Smart Cities SIG Charter
1. Purpose
The Smart Cities Special Interest Group (SIG) is an initiative originated by Madrid Digital @ City Council and facilitated by the Open Mobile Alliance (OMA).
The initiative brings together cities, public sector organizations, industry participants, academia, standards organizations, and ecosystem contributors to identify common business requirements, technical requirements, interoperability gaps, and opportunities for ecosystem alignment across smart city domains.
The Smart Cities SIG operates as a lightweight, execution-focused collaboration initiative intended to accelerate understanding of interoperability challenges, promote the reuse of existing standards and semantic models where appropriate, and validate interoperability approaches through practical collaboration and Proof of Concept activities.
The initiative is intended to produce business requirements, technical requirements, use cases, interoperability analyses, methodologies, recommendations, and Proof of Concept findings that may inform future interoperability initiatives, standards activities, implementation programs, and ecosystem collaboration efforts.

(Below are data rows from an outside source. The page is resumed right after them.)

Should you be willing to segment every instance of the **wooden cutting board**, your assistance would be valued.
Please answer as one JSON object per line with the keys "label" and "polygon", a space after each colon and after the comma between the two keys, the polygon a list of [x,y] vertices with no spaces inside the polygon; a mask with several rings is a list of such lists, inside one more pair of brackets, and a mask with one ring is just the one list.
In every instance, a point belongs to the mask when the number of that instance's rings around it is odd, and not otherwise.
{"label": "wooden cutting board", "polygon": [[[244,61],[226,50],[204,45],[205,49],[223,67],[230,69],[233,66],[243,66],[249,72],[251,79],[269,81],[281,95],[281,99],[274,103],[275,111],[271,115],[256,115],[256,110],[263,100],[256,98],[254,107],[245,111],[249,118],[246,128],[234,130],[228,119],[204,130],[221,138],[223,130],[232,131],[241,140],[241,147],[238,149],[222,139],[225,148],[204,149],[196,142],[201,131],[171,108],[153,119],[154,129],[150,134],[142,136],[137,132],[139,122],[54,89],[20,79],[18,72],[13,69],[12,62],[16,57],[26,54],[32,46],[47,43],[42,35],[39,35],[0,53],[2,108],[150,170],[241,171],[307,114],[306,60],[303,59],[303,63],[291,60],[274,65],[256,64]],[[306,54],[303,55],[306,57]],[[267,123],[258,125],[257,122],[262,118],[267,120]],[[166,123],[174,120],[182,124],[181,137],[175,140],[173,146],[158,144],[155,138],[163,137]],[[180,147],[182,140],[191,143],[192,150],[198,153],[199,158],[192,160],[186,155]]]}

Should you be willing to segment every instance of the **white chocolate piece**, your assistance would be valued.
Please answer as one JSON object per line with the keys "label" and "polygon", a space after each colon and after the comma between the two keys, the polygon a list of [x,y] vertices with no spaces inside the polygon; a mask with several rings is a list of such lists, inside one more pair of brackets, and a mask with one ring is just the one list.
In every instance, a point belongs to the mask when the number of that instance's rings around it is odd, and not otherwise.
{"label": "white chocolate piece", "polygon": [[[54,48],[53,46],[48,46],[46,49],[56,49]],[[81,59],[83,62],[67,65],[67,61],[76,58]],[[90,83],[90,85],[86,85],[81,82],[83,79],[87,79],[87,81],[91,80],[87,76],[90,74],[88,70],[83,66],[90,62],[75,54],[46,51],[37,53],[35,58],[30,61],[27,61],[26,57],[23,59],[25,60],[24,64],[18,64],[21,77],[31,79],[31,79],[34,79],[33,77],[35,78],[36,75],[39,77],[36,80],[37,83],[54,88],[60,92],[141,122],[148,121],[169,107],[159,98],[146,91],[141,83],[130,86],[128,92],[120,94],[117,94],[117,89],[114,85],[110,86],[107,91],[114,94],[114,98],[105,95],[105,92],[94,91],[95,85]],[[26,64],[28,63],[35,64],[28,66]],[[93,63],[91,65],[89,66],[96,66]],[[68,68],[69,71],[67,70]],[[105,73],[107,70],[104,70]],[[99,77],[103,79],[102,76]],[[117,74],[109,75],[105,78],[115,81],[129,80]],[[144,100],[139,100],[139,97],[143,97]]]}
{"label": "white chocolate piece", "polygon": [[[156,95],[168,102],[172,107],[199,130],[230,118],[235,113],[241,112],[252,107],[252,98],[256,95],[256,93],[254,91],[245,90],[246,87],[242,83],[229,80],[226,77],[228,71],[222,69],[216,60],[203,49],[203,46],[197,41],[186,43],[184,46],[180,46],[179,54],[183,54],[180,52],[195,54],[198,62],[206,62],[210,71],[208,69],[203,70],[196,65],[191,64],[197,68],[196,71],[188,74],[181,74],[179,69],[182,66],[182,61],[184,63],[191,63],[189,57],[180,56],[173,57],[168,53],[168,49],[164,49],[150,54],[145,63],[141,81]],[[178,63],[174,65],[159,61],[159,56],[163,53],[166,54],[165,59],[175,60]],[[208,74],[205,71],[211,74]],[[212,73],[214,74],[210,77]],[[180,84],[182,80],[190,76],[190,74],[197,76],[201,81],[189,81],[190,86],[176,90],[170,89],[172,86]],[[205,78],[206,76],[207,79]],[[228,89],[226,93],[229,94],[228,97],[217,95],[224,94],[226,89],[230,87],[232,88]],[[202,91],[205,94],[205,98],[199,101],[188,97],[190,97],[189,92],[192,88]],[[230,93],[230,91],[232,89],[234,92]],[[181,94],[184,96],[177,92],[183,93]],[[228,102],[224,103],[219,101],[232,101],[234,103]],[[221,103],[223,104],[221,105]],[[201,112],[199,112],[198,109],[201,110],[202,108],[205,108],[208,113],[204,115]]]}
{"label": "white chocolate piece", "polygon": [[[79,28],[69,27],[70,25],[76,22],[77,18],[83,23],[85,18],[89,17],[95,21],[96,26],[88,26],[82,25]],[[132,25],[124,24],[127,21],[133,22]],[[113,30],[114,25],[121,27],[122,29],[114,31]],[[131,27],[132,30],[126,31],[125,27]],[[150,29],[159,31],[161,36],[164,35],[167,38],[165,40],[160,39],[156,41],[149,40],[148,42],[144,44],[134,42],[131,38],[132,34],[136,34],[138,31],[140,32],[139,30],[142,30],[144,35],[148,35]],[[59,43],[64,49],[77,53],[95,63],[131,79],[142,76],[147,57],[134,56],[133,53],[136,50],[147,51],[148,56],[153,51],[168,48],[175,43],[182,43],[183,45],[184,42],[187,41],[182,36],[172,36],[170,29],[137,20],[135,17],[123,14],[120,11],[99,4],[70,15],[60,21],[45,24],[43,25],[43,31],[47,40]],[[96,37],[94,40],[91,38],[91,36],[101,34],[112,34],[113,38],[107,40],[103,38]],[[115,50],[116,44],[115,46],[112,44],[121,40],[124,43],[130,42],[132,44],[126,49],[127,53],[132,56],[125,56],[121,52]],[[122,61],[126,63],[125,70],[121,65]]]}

The Smart Cities SIG does not develop normative standards, certification programs, conformance requirements, protocols, APIs, object definitions, or implementation mandates. Such activities remain the responsibility of standards organizations, industry alliances, and other ecosystem bodies that may choose to consider the outputs of the initiative as input to their own processes.
2. Objectives
The objectives of the Smart Cities SIG include:
- identifying business requirements,
- identifying technical requirements,
- documenting interoperability gaps,
- developing reusable use cases,
- supporting semantic and standards alignment analysis,
- validating requirements through Proof of Concept activities,
- identifying lessons learned and ecosystem recommendations,
- supporting future interoperability and standards-related activities.
3. Scope
The Smart Cities SIG focuses on:
- business requirements
- technical requirements
- interoperability gaps
- use cases
- methodologies
- semantic alignment analysis
- validation findings
- ecosystem recommendations
The initiative is implementation-neutral and does not prescribe:
- vendor-specific solutions,
- deployment architectures,
- proprietary platforms,
- or complete technical implementations.
The SIG is intended to facilitate ecosystem collaboration and interoperability alignment rather than define production architectures or endorse specific implementations.
Technical examples and implementation experiences may be discussed for interoperability and validation purposes but should not be interpreted as normative recommendations or required implementations.
The SIG does not create normative specifications, conformance requirements, certification programs, protocols, APIs, object definitions, or implementation mandates.
4. Initial Focus Areas
Initial areas of focus include:
- Smart Lighting
- Water / Smart Water Metering
Additional profile areas may be introduced incrementally based on ecosystem interest, contributor availability, and initiative priorities.
5. Expected Deliverables
Expected outputs of the initiative may include:
- business requirements
- technical requirements
- use cases
- interoperability gap analyses
- semantic alignment analyses
- validation findings
- methodologies
- ecosystem recommendations
- Proof of Concept findings
- lessons learned
- supporting presentations and reports
These outputs are intended to inform interoperability initiatives, standards organizations, municipalities, and ecosystem stakeholders.
6. Participation Model
The Smart Cities SIG is intended to operate as an open and collaborative ecosystem initiative.
Participation may include:
- cities,
- public sector organizations,
- industry participants,
- academia,
- standards organizations,
- and other ecosystem contributors.
The initiative aims to maintain lightweight governance and transparent collaboration while supporting publicly accessible and reusable outputs.
Additional participation expectations, collaboration requirements, and governance policies may be defined in supporting project documentation, including:
7. Governance and Coordination
The initiative may designate:
- a Chair,
- Vice-Chair(s),
- and supporting coordinators
The initiative will facilitate meetings, collaboration activities, and initiative execution.
The SIG is intended to remain lightweight, execution-focused, and collaboration-oriented.
Operational activities, meeting records, and supporting program material are maintained within the repository structure and related collaboration platforms.
8. Timeline and Duration
The initial execution window for the Smart Cities SIG Proof of Concept activities is planned for:
- May 2026 through November 2026.
The initiative roadmap, milestones, and planning activities are documented under:
program/roadmap/release-planning.md
The initiative intends to present initial findings, lessons learned, and Proof of Concept outputs during Smart City Expo World Congress 2026.
9. Intellectual Property and Contributions
Participation, contribution rights, reuse rights, and related collaboration expectations are defined in the Participation Rules.
10. Evolution of the Initiative
The Smart Cities SIG may evolve over time based on:
- ecosystem participation,
- Proof of Concept findings,
- interoperability needs,
- implementation feedback,
- and future collaboration opportunities.
The outputs of the initiative may inform future standards-related activities conducted by standards organizations or other ecosystem initiatives.